Minor fix expected for major Lakewood chokepoint
Jun 15, 2015, 11:11 AM | Updated: Jun 16, 2015, 9:00 am
(WSDOT image)
Westbound Highway 512 — where it meets with I-5 — backs up every day and at all times of the day.
“Traffic volumes have grown at a rate that was really never expected in the original design of the interchange,” said Kevin Dayton, the Regional Administrator for the Olympic Region of the Department of Transportation.
We’re at capacity, but what about the design issues that are contributing to this daily nightmare?
Dayton said it’s a combination of the worst contributing factors of congestion. We have a freeway-to-freeway connection and ramps that are just too close together.
Highway 7 joins 512 and then a mile and a half later, Steele Street enters the equation. After that you have I-5. There is a lot of weaving, and as Dayton said, a lot of driver behavior at play.

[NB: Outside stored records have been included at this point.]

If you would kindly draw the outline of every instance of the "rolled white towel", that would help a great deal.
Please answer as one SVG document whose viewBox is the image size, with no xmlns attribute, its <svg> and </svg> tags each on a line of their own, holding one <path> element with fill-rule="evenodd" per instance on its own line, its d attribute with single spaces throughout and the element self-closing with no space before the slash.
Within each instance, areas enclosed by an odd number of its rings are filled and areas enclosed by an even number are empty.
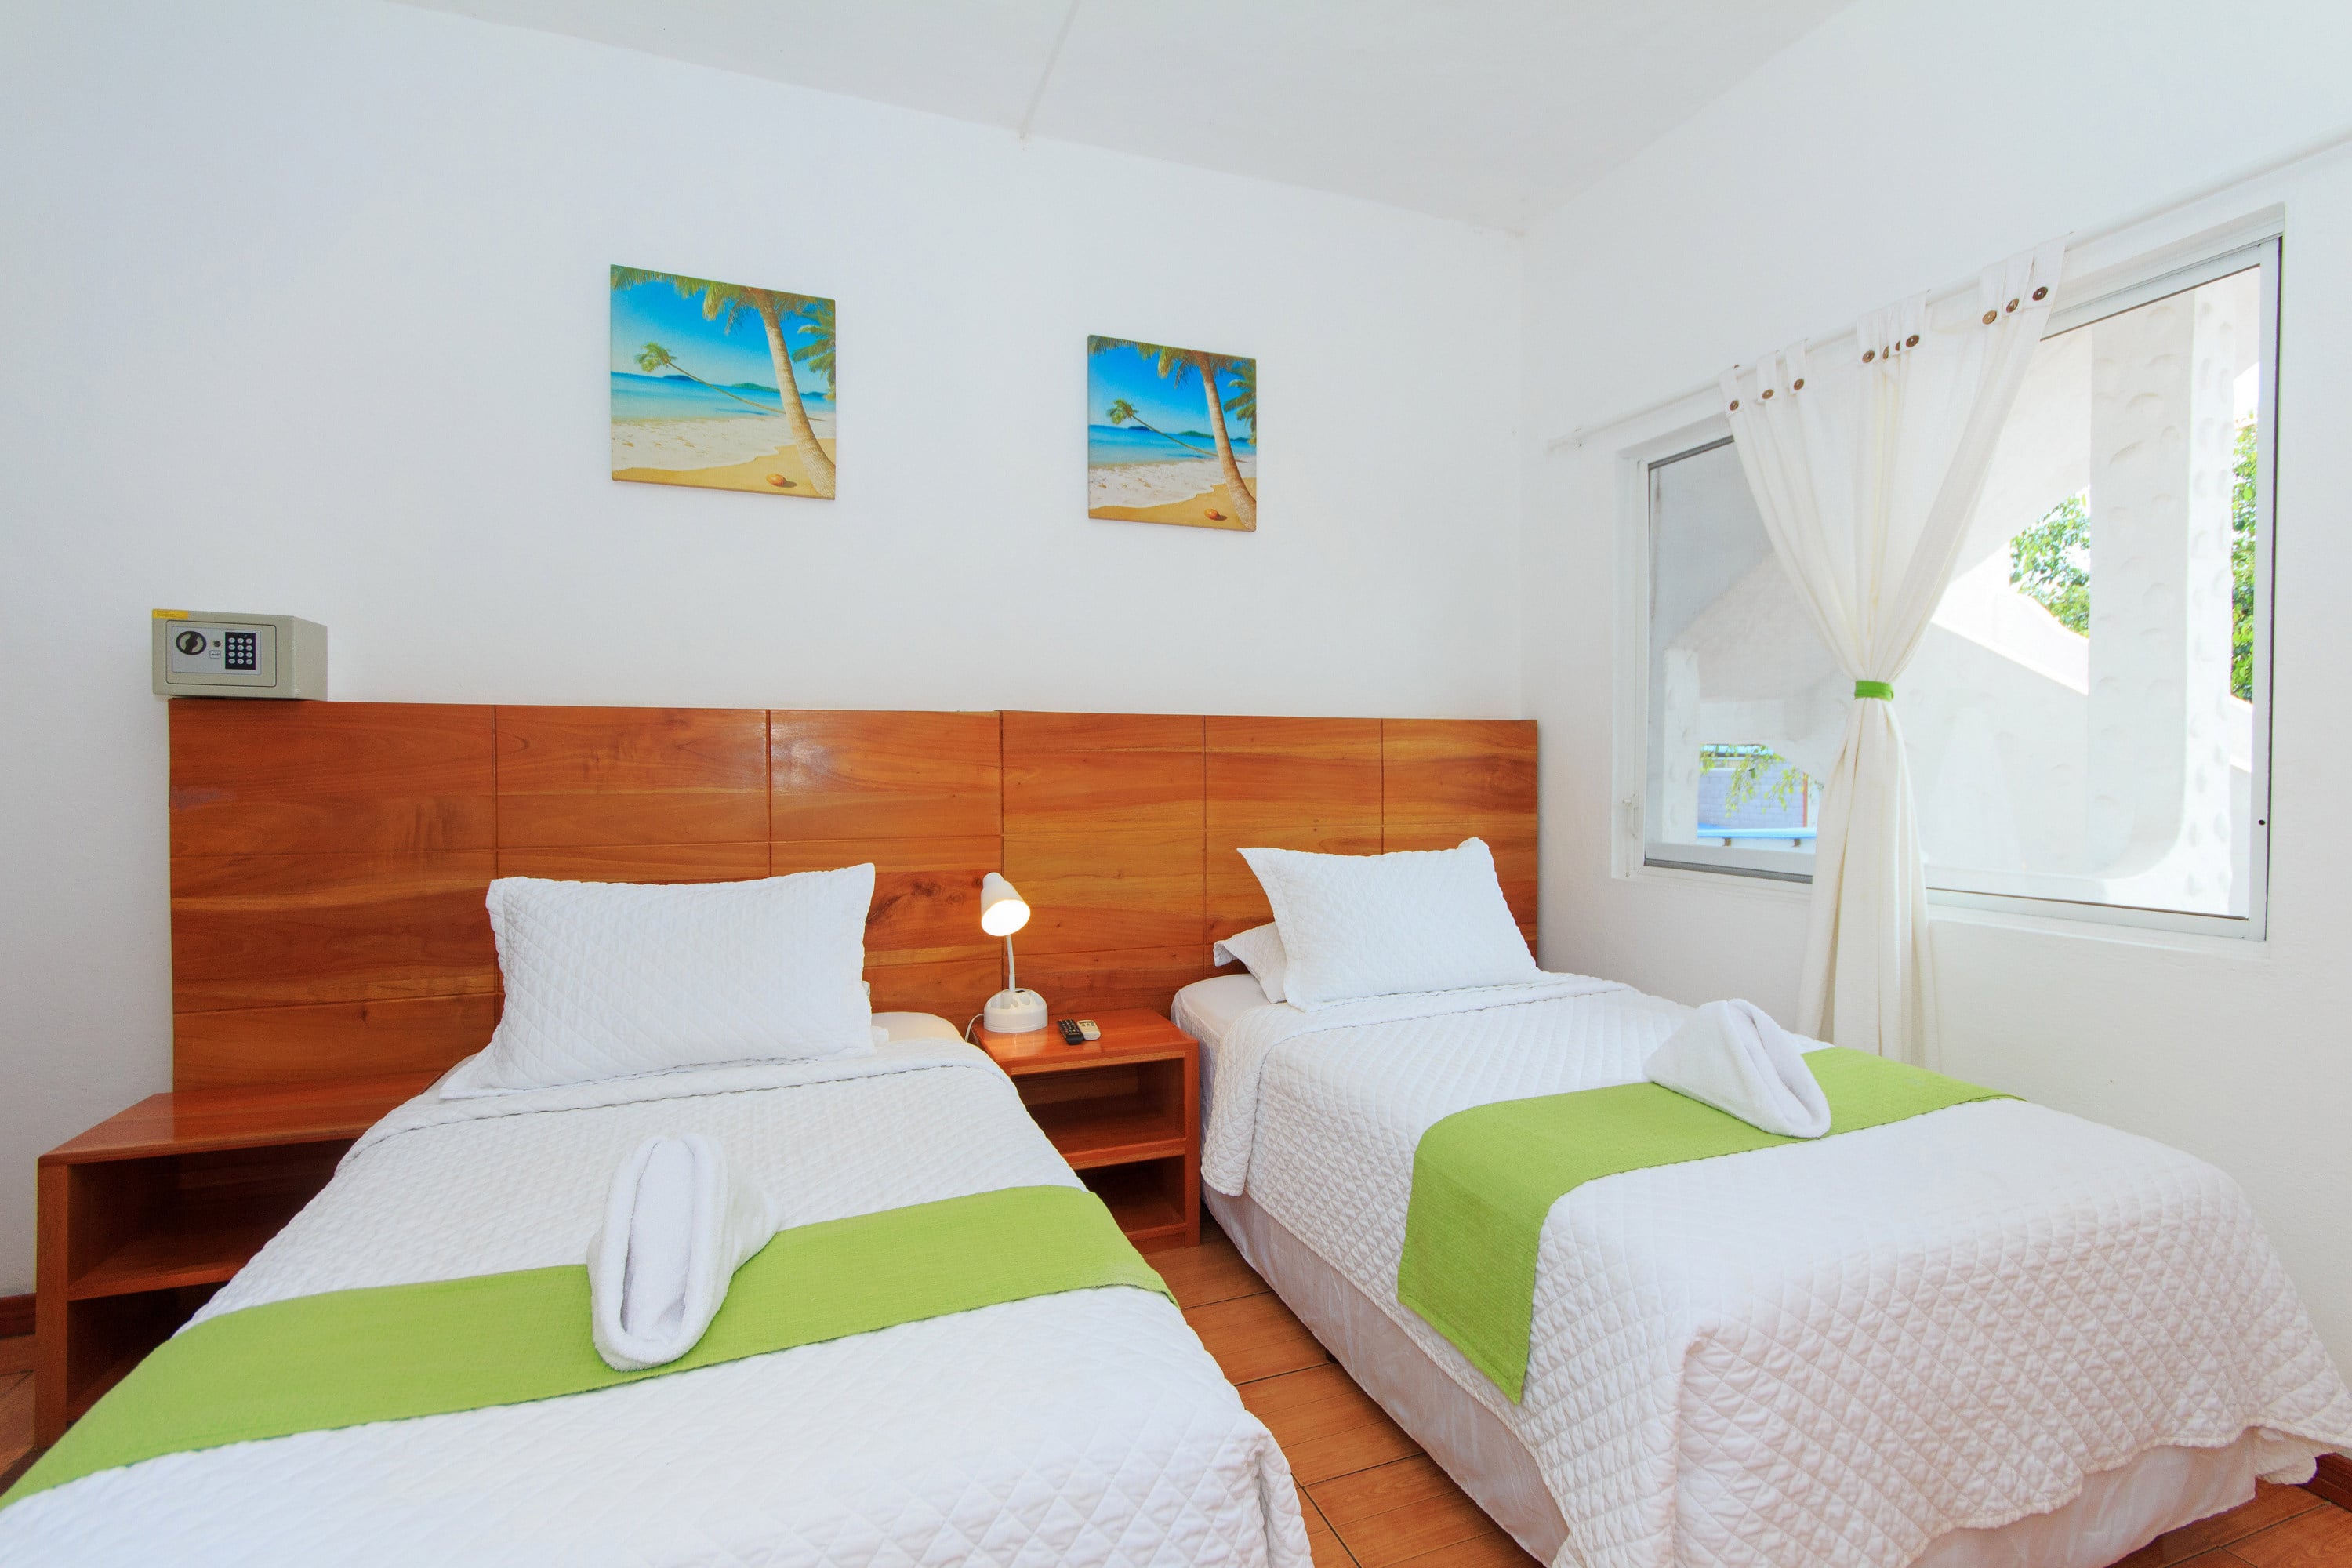
<svg viewBox="0 0 2352 1568">
<path fill-rule="evenodd" d="M 1830 1130 L 1830 1102 L 1798 1037 L 1753 1002 L 1709 1002 L 1650 1054 L 1652 1083 L 1788 1138 Z"/>
<path fill-rule="evenodd" d="M 776 1233 L 768 1196 L 698 1134 L 653 1137 L 613 1174 L 588 1248 L 591 1332 L 616 1372 L 676 1361 Z"/>
</svg>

“People do compete for that and we get secondary factors that people think, ‘You’re trying to get over, you didn’t wait your turn in line, I’m not going to let you in,'” he said. “We get a little bit of push and shove going on.”
Dayton said the WSDOT has planned for some minor improvements.
“We have a project coming up in the next construction cycle that will actually add ramp meters to the SR 7 on-ramp to westbound 512 and also add a ramp meter at the westbound on-ramp at Steele Street,” he said.
But the takeaway here, long-term, is that the state has nothing on the drawing board to fix this westbound chokepoint. It would take a major redesign and that’s not even on the WSDOT’s wish list from the Legislature yet.